Stage 4 Analysis of threats using threat intelligence
Find credible threats to your business and products and then build an inventory of threats. Use intelligence to identify the most recent threats that affect your business or products and analyze application logs to comprehend the actions that the system is recording as well as attacks that your existing security measures have stopped.
Stage 5: Detection of vulnerability
Determine which weaknesses could be broken when faced with threat. This stage builds upon stage 2 that identified the attack surface and looks for weaknesses in design, flaws in design, and weaknesses in the system’s codebase, configuration, or the architecture.
For a PASTA example visit threat-modeling.com.

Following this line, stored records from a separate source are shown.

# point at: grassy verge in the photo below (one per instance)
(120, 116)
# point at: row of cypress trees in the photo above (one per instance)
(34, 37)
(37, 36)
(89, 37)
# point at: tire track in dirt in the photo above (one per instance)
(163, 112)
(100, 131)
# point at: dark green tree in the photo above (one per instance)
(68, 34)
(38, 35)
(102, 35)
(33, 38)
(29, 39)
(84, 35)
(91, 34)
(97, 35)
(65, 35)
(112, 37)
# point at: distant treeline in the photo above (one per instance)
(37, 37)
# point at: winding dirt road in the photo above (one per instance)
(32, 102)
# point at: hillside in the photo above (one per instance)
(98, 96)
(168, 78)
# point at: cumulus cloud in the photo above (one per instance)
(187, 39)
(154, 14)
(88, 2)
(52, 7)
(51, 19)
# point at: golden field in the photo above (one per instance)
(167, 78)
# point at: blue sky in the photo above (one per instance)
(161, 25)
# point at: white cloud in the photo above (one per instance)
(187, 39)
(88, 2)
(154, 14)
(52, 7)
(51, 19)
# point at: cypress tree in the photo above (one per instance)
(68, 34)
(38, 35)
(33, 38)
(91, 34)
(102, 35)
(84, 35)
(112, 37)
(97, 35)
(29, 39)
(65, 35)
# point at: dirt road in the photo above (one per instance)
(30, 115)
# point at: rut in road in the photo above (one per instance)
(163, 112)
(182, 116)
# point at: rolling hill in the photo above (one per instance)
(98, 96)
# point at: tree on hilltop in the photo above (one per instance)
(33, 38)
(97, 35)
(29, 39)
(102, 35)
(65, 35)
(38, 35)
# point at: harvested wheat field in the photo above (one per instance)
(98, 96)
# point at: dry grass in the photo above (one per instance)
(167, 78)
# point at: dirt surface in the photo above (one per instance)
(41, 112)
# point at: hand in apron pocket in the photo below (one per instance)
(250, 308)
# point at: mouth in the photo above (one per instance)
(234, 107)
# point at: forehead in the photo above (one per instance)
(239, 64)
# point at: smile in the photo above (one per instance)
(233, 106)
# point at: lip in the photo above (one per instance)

Stage 6: Analyze and model attacks
This is known as the stage of attack. The objective is to mimic the attacks that be exploited to exploit weaknesses or vulnerabilities, and show that the alleged risks to software actually pose risky. The PASTA threat modeling methodology suggests making attack trees, which maps threats, attacks and weaknesses, in order to build an outline of how applications could be hacked. After this process, you’ll have an inventory of attack ways to exploit vulnerabilities, which includes attack vectors.
Stage 7: Impact and risk analysis and design of countermeasures
This stage is based on the questions in earlier phases, like what is important to the organization (stage 1) What are we doing on (stage 2) and how they all collaborate (stage 3) and what do my threat intelligence say about our security risks (stage 4) in order to develop countermeasures
which are relevant to your company or product and also the real threats that you are facing.
The advantages of PASTA threat modeling
There are numerous benefits when you take a comprehensive view of a company’s security posture. Some of the advantages of PASTA threat modeling are:
Make security the central focus of all business. PASTA threat modelling provides an opportunity for all individuals from the entire organization to discover how their priorities are affected by cybersecurity risks, and how their objectives influence the security decisions that an organisation takes.
Find out all the risks an organization could confront. This includes the possibility of these threats turning into attacks and the objectives that threat can impact. Your security team will then prioritize threats in order to reduce them the risk, and ensure that attention and resources are effectively distributed.
Understanding the changing cyber-security landscape. PASTA threat modelling isn’t an in-depth, static assessment that is only performed once. The procedure (at stage four) is an understanding of actual threats that your organization could be exposed to. Security threats to your organization are always evolving and PASTA threat modeling encourages you to invest time in the study of these threats rather than using outdated information or intelligence.
Informed decision making. PASTA threat modeling for new products allows you to assess whether your existing protections are suitable for your new tool. It can also help you make the decision on whether to use the latest tool or product from a manufacturer.
Integrating PASTA threat modelling into your security plan
The primary goal of PASTA threat modeling is to provide your company with some information about the most important issues to address security weaknesses in a way that best meets your security and business requirements.
PASTA threat modeling does not work in isolation. A lot of your current cybersecurity initiatives, from security checks that help you to assess the vulnerability of your apps (which is then incorporated into the stages 5 , 6 and 7 in PASTA) and the efforts you are doing to ensure that you are in compliance with the regulatory requirements, will feed into your threat modeling.
What PASTA threat modeling does is to bring all your cybersecurity into an attack-oriented perspective to create the highest level of cybersecurity planning for your business. This is similar to the way a pasta dish made with a robust sauce can make for dinner.